Precisamente así realiza la tarea del Sumo Sacerdote, porque el Sumo Sacerdote
debe llevar al ser humano, con todos sus problemas y sufrimientos, a la altura
de Dios. Y la Carta a los Hebreos dice: con todos estos gritos, lágrimas, sufrimientos,
oraciones, el Señor llevó nuestra realidad a Dios (cfr Eb5,7ss). Y usa esta
palabra griega "prosferein", que es el término técnico para lo que el
Sumo Sacerdote tiene que hacer para ofrecer, para elevar a lo alto sus manos.
Precisamente
en este drama del Getsemaní, donde parece que la fuerza de Dios ya no está
presente, Jesús realiza la función del Sumo Sacerdote.
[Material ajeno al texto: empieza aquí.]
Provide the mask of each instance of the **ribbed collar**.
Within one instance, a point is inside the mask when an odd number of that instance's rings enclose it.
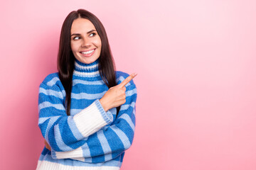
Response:
[[[82,63],[75,59],[73,74],[79,76],[99,76],[99,59],[90,64]]]

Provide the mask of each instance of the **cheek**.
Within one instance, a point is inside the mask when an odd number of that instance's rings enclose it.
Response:
[[[76,45],[76,44],[74,43],[74,42],[70,42],[70,47],[71,47],[71,50],[72,50],[73,52],[75,52],[75,51],[78,50],[77,45]]]

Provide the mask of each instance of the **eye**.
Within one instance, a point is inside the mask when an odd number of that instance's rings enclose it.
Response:
[[[78,39],[80,39],[80,37],[74,37],[74,38],[73,38],[73,40],[78,40]]]
[[[91,33],[90,35],[89,35],[89,37],[93,37],[93,36],[95,36],[96,34],[95,33]]]

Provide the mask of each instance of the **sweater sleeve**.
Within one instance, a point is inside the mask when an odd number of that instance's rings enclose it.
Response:
[[[99,100],[74,116],[67,115],[64,89],[56,84],[43,82],[39,88],[38,126],[50,147],[68,152],[84,145],[85,138],[112,122],[110,112],[105,112]]]
[[[117,119],[110,125],[89,136],[85,144],[76,149],[61,152],[52,149],[53,158],[99,163],[113,159],[129,149],[134,135],[137,92],[132,81],[126,88],[126,103],[121,106]]]

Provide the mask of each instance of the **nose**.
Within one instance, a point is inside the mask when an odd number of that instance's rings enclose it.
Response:
[[[89,47],[91,46],[91,42],[88,38],[84,38],[82,42],[82,47]]]

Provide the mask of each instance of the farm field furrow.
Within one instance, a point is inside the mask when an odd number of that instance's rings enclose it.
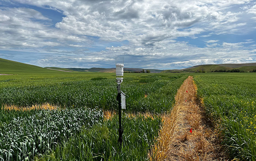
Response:
[[[194,77],[198,96],[218,125],[230,156],[256,160],[256,75],[216,73]]]
[[[187,77],[125,74],[120,148],[118,118],[103,119],[103,111],[117,110],[113,74],[42,74],[0,77],[0,160],[144,160],[158,137],[159,115],[172,108]],[[57,107],[34,107],[46,103]]]

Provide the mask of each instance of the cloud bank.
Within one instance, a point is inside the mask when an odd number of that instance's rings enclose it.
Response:
[[[247,1],[1,2],[0,56],[65,68],[113,67],[117,55],[145,68],[252,62],[256,9]]]

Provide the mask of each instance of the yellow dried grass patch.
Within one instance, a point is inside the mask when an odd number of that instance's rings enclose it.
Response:
[[[112,120],[112,118],[116,114],[116,112],[114,111],[103,111],[103,118],[104,120]]]
[[[178,90],[170,113],[162,116],[165,121],[149,153],[150,160],[228,160],[219,151],[213,129],[204,124],[203,110],[196,103],[197,90],[189,76]]]
[[[4,106],[2,107],[2,109],[4,110],[9,111],[29,111],[32,110],[52,110],[57,109],[58,107],[55,105],[52,105],[48,103],[45,103],[42,105],[32,105],[31,107],[19,107],[15,105]]]

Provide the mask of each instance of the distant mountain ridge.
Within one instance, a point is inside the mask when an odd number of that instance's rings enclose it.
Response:
[[[49,70],[50,69],[51,70]],[[125,68],[124,71],[139,72],[143,69],[139,68]],[[151,73],[208,72],[218,70],[238,70],[244,72],[256,71],[256,63],[204,64],[196,65],[182,69],[165,70],[155,69],[149,70]],[[42,68],[35,65],[22,63],[0,58],[0,74],[15,74],[20,72],[49,73],[60,72],[95,72],[114,73],[116,68],[61,68],[54,67]]]
[[[235,69],[238,69],[244,72],[249,72],[252,70],[256,70],[256,63],[204,64],[196,65],[182,69],[168,70],[162,71],[161,73],[210,72]]]

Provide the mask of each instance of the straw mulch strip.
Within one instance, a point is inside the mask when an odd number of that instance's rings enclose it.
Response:
[[[178,90],[172,110],[163,116],[164,121],[149,153],[150,160],[229,160],[220,145],[219,133],[197,103],[197,89],[189,76]]]

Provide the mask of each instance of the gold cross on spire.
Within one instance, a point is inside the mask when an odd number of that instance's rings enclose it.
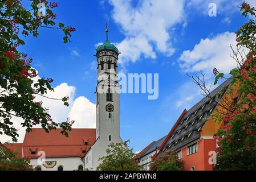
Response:
[[[108,40],[108,22],[106,22],[106,34],[107,34],[107,40]]]

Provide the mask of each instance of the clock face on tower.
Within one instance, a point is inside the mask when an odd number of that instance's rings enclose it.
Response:
[[[111,104],[108,104],[106,105],[106,111],[108,112],[113,112],[114,111],[114,106]]]

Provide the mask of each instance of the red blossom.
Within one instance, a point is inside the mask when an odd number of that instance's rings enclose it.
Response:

Y dice además que en
este acto de obediencia, es decir, de conformación de la voluntad natural
humana a la voluntad de Dios, se perfecciona como sacerdote. Y usa de nuevo la
palabra técnica para ordenar sacerdote. Precisamente así se convierte en el
Sumo Sacerdote de la humanidad y abre así el cielo y la puerta a la
resurrección.
Si
reflexionamos en este drama del Getsemaní, podemos también ver el gran
contraste entre Jesús, con su angustia, con su sufrimiento, en comparación con
el gran filósofo Sócrates, que permanece pacífico, imperturbable ante la
muerte. Y parece esto lo ideal. Podemos admirar a este filósofo, pero la misión
de Jesús era otra. Su misión no era esta total indiferencia y libertad; su
misión era llevar en sí mismo todo el sufrimiento, todo el drama humano. Y por
ello precisamente esta humillación del Getsemaní es esencial para la misión del
Hombre-Dios. Él lleva consigo nuestro sufrimiento, nuestra pobreza, y la
transforma según la voluntad de Dios. Y así abre las puertas del cielo, abre el
cielo: esta cortina del Santísimo, que hasta ahora el hombre cerraba contra
Dios, se abre por este sufrimiento y obediencia suyas. Estas son algunas
observaciones para el Jueves Santo, para nuestra celebración de la noche del
Jueves Santo.
Catequesis de Benedicto XVI del 20 de Abril de 2011.